La noche había sido un infierno, y no solo por Ted. Unas horas antes, había decidido pasar a ver a Candy, pero, cuando llegó al Tidewater, la mitad de los tíos en el bar estaban agolpados alrededor de ella. Le bastó una sola mirada para saber que Candy tramaba algo. Llevaba un top en forma de sujetador que dejaba ver casi todo lo que tenía y unos
shorts
cortísimos que apenas le cubrían las nalgas. Cuando lo vio entrar, ella se puso nerviosa al instante, como si la hubiera pillado haciendo algo malo. Además, saltaba a la vista que no parecía contenta de verlo. Le habría gustado sacarla a rastras del bar, sin vacilar, pero decidió que no era una buena idea, con tanta gente alrededor. Ya «hablaría» con ella más tarde, para asegurarse de que eso no volviera a suceder. Pero de momento lo mejor era averiguar exactamente por qué ella se había comportado como si se sintiera culpable o, mejor dicho, por quién se sentía culpable.
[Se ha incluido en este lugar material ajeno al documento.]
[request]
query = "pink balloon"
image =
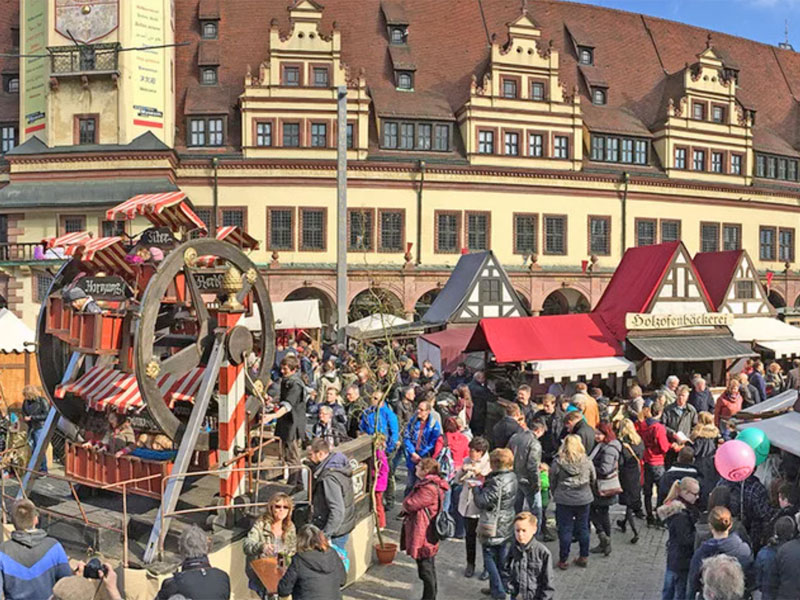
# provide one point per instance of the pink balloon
(735, 460)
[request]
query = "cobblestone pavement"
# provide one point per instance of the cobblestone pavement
(632, 572)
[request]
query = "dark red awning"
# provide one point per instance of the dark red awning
(559, 337)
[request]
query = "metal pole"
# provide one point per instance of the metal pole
(212, 226)
(341, 213)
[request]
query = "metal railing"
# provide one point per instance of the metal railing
(84, 59)
(84, 519)
(210, 508)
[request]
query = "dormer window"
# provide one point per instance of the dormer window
(209, 30)
(598, 96)
(405, 80)
(397, 35)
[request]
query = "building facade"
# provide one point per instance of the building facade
(554, 134)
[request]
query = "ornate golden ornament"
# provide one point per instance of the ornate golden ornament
(190, 257)
(152, 369)
(232, 284)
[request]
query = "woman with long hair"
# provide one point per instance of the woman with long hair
(420, 508)
(630, 475)
(273, 534)
(316, 572)
(572, 477)
(605, 457)
(679, 513)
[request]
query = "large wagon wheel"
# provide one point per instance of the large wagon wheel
(159, 351)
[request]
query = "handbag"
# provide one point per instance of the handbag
(487, 526)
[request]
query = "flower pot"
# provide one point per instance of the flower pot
(386, 552)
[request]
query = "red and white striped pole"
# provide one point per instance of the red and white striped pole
(232, 419)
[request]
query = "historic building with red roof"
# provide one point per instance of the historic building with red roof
(553, 133)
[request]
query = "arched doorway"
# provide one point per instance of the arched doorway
(327, 309)
(424, 303)
(373, 301)
(776, 299)
(565, 301)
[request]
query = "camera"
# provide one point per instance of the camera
(93, 569)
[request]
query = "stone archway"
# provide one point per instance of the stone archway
(565, 301)
(776, 300)
(373, 301)
(327, 307)
(424, 302)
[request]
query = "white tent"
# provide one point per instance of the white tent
(292, 314)
(779, 337)
(373, 323)
(15, 336)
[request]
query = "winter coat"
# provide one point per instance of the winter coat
(459, 447)
(422, 444)
(496, 499)
(679, 421)
(261, 533)
(630, 475)
(332, 500)
(680, 519)
(503, 430)
(314, 575)
(606, 462)
(466, 502)
(527, 458)
(656, 444)
(387, 424)
(675, 473)
(787, 576)
(420, 507)
(727, 406)
(704, 443)
(197, 579)
(530, 570)
(571, 484)
(382, 478)
(702, 401)
(30, 565)
(731, 545)
(292, 425)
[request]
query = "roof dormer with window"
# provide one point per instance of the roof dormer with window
(519, 113)
(289, 106)
(705, 134)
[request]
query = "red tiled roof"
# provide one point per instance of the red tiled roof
(716, 270)
(449, 42)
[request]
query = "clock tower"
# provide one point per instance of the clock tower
(97, 71)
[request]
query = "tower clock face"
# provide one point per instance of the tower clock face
(86, 20)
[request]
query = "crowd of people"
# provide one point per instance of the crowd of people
(503, 464)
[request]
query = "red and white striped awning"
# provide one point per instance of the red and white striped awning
(238, 237)
(103, 387)
(105, 253)
(163, 210)
(76, 237)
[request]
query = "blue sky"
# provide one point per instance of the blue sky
(761, 20)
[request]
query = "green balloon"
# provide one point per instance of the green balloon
(757, 440)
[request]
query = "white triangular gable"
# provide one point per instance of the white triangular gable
(679, 290)
(491, 295)
(746, 296)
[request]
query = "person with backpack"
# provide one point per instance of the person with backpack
(496, 500)
(418, 537)
(332, 501)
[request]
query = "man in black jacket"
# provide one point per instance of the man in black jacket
(197, 578)
(291, 415)
(332, 498)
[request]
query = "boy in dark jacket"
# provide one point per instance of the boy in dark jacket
(30, 562)
(530, 564)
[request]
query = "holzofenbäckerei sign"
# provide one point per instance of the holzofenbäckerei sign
(676, 321)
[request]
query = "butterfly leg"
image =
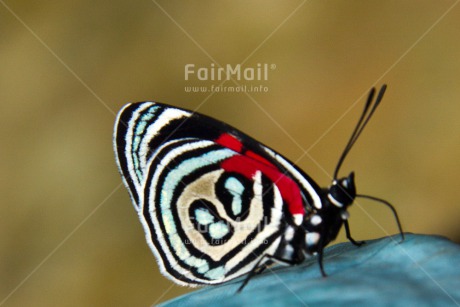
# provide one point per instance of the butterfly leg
(348, 233)
(258, 269)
Porque de eso se trataba, seguro; más claro que el agua. Se trataba de algún tío del bar y, aunque Abee todavía estaba mareado, con fiebre y con ardor de estómago, pensaba descubrir quién era el maldito pájaro.
Así que se sentó a esperar y, después de un rato, ya había identificado a un tipo que le daba mala espina. Un tío joven, con el pelo negro, que flirteaba con Candy con excesivo descaro para tratarse de una conversación normal y corriente entre un cliente y una camarera. Vio que ella le rozaba el brazo y le ofrecía una buena vista de su escote cuando le sirvió una cerveza, y él se inclinó más hacia delante para no perder detalle.
Pero en ese instante, empezó a sonar su teléfono. Dawson estaba al otro lado de la línea. Al minuto siguiente, conducía como un loco hacia el hospital, con Ted tumbado en la banqueta trasera del coche. Incluso mientras iba a gran velocidad hacia New Bern, no podía borrar de la mente la imagen de Candy con aquel payaso, desatándose el top en forma de sujetador y gimoteando como una gata en celo entre sus brazos.
En esos precisos instantes, ella debía de estar acabando ya su turno de trabajo, y la idea lo llenó de una rabia incontenible. Sabía exactamente quién la iba a acompañar hasta el coche, y Abee no podía hacer nada por evitarlo. Porque en esos momentos, tenía que averiguar qué era lo que Dawson se traía entre manos.